On 25 April 2026, reporters reported that on 24 April, Mr. Sorasak Somrakaisarakit, party-list MP from the Prachachon Party, spoke about the National Security Council's decision to cancel MOU 2544 and instead rely on the United Nations Convention on the Law of the Sea (UNCLOS) mechanism.
He said cancelling MOU 44 might not be in Thailand's national interest. Although it is the National Security Council's resolution, there is still time for the government to consider whether to proceed with it. He believes that the country's interests should be examined from multiple perspectives.
MOU 44 was established with two key elements: maritime boundary delimitation and benefit-sharing. In his view, the negotiation framework under MOU 44 is beneficial because if only legal statutes are used, each party will interpret the law differently. Without the negotiation framework of MOU 44, how could compromises be reached?
Regarding maritime boundary delimitation and benefit-sharing, he wants everyone to realize this is not the first time Thailand has created such legal documents. In 1979, the government of Kriangsak Chamanan negotiated with Malaysia, which became the starting point for joint development between Thailand and Malaysia, using negotiations and legal documents to define benefit-sharing frameworks. It took 26 years before the gas energy could be utilized for the benefit of Thai people, especially in the south. Similarly, MOU 44 has been in effect for over 20 years. These are Thailand's benefits. If we can negotiate with Cambodia and develop these resources, they will benefit Thailand's industries during this period.
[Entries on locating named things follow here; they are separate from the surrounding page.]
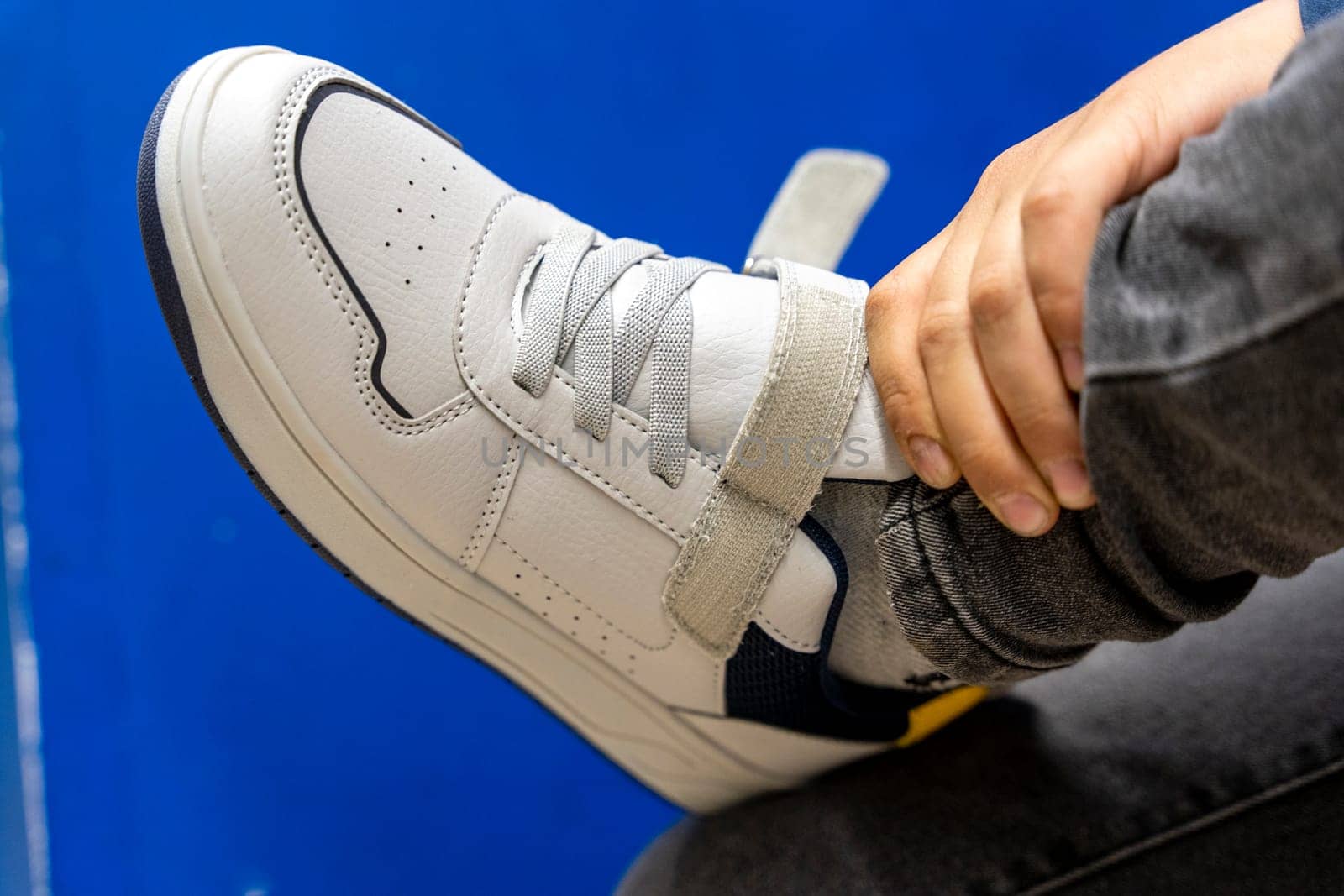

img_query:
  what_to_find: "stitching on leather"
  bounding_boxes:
[271,65,475,437]
[755,616,822,652]
[457,193,685,540]
[457,437,519,565]
[495,536,677,652]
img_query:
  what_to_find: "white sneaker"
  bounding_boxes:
[139,47,977,810]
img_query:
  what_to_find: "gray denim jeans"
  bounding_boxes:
[878,16,1344,684]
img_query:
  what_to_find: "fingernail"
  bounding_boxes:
[910,435,952,486]
[1059,345,1084,392]
[999,491,1050,535]
[1046,459,1093,509]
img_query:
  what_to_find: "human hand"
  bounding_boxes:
[869,0,1302,536]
Mr. Sorasak added that he admires the professionalism of the legal officers in the Treaty and Legal Department of the Ministry of Foreign Affairs. He believes their work provides policymakers with legal implications of such decisions. At the same time, he thinks the National Security Council's decision also considered political factors, which he cannot disclose.
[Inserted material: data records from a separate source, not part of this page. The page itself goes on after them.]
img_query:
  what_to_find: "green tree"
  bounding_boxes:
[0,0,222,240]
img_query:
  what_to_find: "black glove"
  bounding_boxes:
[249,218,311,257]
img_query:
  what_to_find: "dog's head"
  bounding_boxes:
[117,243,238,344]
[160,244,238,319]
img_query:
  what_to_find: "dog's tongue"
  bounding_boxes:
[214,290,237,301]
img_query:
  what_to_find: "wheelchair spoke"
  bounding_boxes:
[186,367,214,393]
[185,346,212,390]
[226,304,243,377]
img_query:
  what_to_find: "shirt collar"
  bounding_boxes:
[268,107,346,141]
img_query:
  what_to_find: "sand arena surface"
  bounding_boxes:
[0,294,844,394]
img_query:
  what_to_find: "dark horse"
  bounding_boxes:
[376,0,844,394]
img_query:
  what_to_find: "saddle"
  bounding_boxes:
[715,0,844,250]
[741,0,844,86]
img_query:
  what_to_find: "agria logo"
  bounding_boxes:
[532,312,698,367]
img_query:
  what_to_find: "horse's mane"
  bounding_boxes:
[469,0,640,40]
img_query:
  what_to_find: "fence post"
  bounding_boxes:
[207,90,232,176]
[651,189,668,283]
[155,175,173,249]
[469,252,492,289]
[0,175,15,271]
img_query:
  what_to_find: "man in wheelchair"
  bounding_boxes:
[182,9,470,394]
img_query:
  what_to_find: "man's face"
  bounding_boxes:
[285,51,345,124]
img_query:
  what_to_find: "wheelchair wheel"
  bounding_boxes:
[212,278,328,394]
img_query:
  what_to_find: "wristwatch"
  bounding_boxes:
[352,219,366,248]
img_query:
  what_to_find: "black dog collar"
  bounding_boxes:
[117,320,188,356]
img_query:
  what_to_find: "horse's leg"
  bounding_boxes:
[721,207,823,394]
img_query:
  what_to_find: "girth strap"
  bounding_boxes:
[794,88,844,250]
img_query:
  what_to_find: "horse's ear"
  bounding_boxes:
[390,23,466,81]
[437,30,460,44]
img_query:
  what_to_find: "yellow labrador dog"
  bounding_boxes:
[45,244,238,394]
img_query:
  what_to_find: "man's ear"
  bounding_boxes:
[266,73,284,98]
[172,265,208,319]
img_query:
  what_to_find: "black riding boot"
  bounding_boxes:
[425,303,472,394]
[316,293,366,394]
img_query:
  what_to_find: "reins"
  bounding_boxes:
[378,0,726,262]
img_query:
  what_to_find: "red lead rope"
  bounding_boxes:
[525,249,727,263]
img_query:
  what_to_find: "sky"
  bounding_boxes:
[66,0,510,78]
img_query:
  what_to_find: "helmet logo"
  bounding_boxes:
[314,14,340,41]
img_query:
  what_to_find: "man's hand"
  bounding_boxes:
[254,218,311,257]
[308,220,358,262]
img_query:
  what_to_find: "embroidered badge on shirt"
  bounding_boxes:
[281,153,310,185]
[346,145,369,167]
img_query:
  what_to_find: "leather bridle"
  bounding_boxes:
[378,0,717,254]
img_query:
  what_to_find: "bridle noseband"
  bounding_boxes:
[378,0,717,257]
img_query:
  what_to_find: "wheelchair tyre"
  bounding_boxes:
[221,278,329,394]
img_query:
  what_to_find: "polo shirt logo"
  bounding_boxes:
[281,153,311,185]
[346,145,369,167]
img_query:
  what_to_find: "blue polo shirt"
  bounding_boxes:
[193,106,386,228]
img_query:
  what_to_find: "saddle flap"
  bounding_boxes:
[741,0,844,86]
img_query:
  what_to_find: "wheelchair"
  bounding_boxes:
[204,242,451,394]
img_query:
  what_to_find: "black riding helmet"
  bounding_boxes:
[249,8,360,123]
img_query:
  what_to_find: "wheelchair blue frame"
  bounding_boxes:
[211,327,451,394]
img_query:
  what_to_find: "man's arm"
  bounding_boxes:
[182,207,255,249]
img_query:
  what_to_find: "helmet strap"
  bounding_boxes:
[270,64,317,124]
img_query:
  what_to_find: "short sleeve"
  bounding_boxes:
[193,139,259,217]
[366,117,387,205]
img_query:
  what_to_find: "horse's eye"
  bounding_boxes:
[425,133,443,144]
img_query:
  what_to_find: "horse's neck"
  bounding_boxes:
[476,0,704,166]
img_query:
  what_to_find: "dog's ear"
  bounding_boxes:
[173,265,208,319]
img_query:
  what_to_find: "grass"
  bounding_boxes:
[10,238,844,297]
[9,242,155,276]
Regarding the process of involving a third party for dispute resolution without mutual consent, MOU 44's Article 298 specifies that parties will not accept jurisdiction of third-party organizations and will reject third-party involvement. Cambodia has made similar provisions.
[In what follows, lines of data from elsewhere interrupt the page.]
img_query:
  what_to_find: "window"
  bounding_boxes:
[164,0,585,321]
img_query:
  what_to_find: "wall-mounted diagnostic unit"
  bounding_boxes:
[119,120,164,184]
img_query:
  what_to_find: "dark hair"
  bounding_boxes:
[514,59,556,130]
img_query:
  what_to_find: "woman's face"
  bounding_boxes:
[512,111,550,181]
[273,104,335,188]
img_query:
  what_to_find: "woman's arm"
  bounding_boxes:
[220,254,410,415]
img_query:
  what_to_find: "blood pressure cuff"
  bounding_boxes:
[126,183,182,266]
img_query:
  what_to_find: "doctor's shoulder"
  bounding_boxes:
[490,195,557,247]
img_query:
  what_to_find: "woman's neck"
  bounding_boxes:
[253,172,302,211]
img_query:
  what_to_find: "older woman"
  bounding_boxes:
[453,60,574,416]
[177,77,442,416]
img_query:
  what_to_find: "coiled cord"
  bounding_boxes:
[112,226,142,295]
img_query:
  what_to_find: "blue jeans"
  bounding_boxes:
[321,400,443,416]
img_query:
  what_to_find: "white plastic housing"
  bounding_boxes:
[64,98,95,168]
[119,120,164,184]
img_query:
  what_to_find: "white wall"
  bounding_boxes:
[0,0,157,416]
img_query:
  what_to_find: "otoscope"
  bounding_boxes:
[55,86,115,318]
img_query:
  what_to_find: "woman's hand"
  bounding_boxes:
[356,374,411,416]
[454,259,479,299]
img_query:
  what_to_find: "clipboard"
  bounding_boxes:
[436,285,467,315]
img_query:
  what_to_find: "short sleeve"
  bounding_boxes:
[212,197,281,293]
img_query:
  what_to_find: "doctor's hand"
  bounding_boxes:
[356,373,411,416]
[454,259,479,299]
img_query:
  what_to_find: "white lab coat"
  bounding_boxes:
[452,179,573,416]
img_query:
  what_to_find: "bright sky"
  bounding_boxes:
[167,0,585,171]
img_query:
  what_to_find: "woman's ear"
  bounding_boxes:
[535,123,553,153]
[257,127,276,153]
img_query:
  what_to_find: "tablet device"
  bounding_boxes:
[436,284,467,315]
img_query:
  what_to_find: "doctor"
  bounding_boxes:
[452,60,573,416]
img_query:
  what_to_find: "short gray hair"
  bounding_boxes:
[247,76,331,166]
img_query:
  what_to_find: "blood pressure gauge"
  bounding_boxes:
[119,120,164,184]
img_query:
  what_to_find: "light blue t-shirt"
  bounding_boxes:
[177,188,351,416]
Although Article 298 of MOU 44 states that disputes can be submitted for conciliation upon request of one party, such conditions require an incident first. For example, while he served in the Treaty Department, there was a clash that led Cambodia to file a case with the International Court of Justice (ICJ) to interpret the 1962 Preah Vihear Temple ruling regarding the boundary extent. Thus, a clash could trigger such conditions. He worries that if such a situation occurs, even if Thailand refuses, it might be judged unilaterally.
Therefore, cancelling MOU 44 raises the question of how discussions will proceed. Relying only on UNCLOS to discuss maritime boundary delimitation without addressing benefit-sharing negotiations in energy would be like having a sea without boats. Without MOU 44, how would we survey and set negotiation directions? He believes this will certainly cause problems.
Mr. Sorasak further said that MOU 44 does not clearly specify how to terminate the agreement. The process requires submitting a letter and waiting about 12 months for a response on whether the termination will proceed. If asked whether there is still a chance to change the decision and not terminate, he thinks it is possible by simply not sending the official diplomatic letter.
Therefore, considering all details comprehensively, cancelling MOU 44 could cause us to lose an important tool in protecting the country's interests.